Some notice must be taken of the influence of nineteenth century science upon the religious temper of the Old South…..The truth seems clear that the Southern scientist did not carry his scientific speculation to the point at which it becomes an interpretation of the whole of life……..but it appears nearer the truth to say that the traditional mind of the South, although it recognized in science a fascinating technology, refused to become absorbed in it to the extent of making it either a philosophy of life or a religion. It thus clung to its inherited religious humanism. Unlike the technician, the average Southerner did not feel that he must do a thing because he found that he could do it. It is highly significant that neither the Jacobinism of the French Revolution nor the scientific materialism of the century which followed was able to draw him from the view that man holds a central position in the universe under divine guidance.

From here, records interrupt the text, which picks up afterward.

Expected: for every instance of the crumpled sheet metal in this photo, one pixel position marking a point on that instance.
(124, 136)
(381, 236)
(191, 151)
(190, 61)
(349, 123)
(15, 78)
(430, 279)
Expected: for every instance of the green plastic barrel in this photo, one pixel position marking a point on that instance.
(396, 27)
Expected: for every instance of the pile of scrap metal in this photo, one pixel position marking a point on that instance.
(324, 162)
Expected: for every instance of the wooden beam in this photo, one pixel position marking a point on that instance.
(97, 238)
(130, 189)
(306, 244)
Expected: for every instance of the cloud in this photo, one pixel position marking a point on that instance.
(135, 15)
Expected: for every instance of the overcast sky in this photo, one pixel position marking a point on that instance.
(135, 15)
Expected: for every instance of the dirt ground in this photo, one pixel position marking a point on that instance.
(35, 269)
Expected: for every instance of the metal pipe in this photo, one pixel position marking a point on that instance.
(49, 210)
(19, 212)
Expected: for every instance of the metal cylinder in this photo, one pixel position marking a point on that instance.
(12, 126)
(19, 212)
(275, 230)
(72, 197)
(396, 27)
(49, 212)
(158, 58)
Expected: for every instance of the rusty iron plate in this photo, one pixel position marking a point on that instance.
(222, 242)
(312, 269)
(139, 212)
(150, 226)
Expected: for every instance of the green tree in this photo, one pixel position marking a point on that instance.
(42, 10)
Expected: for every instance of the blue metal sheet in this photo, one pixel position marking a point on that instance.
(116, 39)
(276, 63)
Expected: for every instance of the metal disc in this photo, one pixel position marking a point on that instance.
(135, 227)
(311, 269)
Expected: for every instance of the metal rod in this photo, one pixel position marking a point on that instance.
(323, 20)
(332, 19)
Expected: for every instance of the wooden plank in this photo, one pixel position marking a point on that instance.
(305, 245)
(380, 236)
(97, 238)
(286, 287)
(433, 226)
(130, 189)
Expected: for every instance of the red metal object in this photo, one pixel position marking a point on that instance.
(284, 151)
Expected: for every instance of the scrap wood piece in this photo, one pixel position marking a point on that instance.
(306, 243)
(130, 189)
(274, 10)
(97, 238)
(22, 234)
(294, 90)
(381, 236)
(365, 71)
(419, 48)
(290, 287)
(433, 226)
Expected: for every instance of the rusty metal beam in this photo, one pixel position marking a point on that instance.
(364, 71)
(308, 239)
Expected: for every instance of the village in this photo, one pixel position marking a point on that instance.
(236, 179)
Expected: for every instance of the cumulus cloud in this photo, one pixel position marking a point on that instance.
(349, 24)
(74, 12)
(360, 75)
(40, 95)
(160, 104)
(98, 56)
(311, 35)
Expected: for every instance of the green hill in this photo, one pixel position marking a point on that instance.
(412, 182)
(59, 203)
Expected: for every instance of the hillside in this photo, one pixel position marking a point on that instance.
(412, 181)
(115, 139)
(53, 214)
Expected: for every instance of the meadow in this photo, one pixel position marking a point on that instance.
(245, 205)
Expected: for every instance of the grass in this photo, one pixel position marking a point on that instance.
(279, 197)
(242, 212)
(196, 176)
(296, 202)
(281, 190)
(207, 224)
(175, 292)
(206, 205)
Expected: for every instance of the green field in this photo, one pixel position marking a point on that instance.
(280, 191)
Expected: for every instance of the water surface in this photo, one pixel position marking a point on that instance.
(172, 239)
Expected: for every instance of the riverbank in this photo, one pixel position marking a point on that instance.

So the Southern people reached the eve of the Civil War one of the few religious people left in the Western World. Into the strange personnel of the Confederate Army, out of “regions that sat in darkness,” poured fighting bishops and prayer-holding generals and through it swept waves of intense religious enthusiasm long lost to history….And when that army went down to defeat, the last barrier to the secular spirit of science, materialism and pragmatism [aka efficiency] was swept away.


It seems an inescapable inference that in the sphere of religion the Southerner has always been hostile to the spirit of inquiry. He felt that a religion which is intellectual only is no religion. His was a natural piety, expressing itself in uncritical belief and in the experience of conversion, not in an ambition to perfect a system, or to tidy up a world doomed to remain forever deceptive, changeful and evil. For him a moral science made up of postulates and deductions and taking no cognizance of the inscrutable designs of Providence and the ineluctable tragedies of private lives was no substitute. Whether he was a Virginia Episcopalian, dozing in comfortable dogmatic slumber, or a Celt, transplanted to the Appalachian wilderness and responding to the intense emotionalism of the religious rally, he wanted the older religion of dreams and drunkenness---something akin to the rituals of the Medieval Church and the Eleusinian mysteries of the ancients.